11.4 Agreement modifications.  We reserve the right to make changes to this Agreement.  Any changes will be reflected on this webpage.  If you use the Application after the revised terms are posted, you are deemed to have accepted revised terms. 
11.5 Independent Contractors.  We agree that You and We have no relationship except for independent contractors. 
11.6 No Third-Party Beneficiaries.  There are no third-party beneficiaries under this Agreement.  For the purposes of this Agreement, Users are not third-party beneficiaries. 
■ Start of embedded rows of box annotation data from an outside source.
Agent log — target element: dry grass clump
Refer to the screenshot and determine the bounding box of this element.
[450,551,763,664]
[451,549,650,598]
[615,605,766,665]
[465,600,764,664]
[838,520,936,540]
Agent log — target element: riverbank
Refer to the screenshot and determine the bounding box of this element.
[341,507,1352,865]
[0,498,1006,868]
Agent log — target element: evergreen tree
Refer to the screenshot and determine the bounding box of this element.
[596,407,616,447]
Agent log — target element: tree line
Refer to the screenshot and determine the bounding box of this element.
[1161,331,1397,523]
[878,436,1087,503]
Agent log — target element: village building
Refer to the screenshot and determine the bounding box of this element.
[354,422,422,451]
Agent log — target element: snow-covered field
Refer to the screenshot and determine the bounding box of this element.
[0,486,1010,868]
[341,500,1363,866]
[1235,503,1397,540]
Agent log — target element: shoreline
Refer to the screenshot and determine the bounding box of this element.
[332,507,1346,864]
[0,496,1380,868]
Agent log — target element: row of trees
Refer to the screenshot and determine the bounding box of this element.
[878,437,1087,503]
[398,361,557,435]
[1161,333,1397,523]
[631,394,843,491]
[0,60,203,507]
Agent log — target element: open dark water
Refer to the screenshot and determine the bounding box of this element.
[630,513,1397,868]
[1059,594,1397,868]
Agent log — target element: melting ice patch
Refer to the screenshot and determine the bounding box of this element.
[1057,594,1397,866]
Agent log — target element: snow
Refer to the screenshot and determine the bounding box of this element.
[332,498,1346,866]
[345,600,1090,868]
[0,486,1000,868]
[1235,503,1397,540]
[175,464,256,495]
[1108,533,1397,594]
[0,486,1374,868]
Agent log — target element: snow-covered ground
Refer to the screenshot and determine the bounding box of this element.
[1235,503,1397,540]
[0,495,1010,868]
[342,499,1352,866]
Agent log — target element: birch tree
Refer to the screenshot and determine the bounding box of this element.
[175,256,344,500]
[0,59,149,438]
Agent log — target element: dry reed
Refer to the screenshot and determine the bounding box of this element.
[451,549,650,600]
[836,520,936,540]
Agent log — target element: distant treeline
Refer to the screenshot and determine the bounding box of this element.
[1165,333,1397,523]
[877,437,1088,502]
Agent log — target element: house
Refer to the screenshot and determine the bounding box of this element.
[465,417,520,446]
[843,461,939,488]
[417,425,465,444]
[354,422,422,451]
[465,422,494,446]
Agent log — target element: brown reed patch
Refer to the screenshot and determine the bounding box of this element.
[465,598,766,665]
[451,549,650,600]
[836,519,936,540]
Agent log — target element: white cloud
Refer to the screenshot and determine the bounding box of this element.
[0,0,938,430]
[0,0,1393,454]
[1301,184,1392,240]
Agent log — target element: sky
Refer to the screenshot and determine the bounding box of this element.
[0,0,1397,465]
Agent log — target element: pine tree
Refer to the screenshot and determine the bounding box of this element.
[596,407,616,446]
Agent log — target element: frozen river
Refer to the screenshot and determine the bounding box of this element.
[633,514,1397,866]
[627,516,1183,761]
11.7 Waiver & Severability.  No delay or failure by You or Us to exercise rights under this Agreement shall be construed as a waiver of that right.  If any part of this Agreement is held to be invalid or contrary to law by a court or other authority with competent jurisdiction, You and We agree to request that the court modify that provision to give it meaning as intended by You and Us.  .
11.8 Assignment.  You may not assign your rights or obligations under this Agreement, without first obtaining Our written consent. 
11.9 Entire Agreement.  This is the entire Agreement between You and Us with respect to the Application.  No other writing or oral statement may modify this Agreement, except as provided in Subsection 12.4.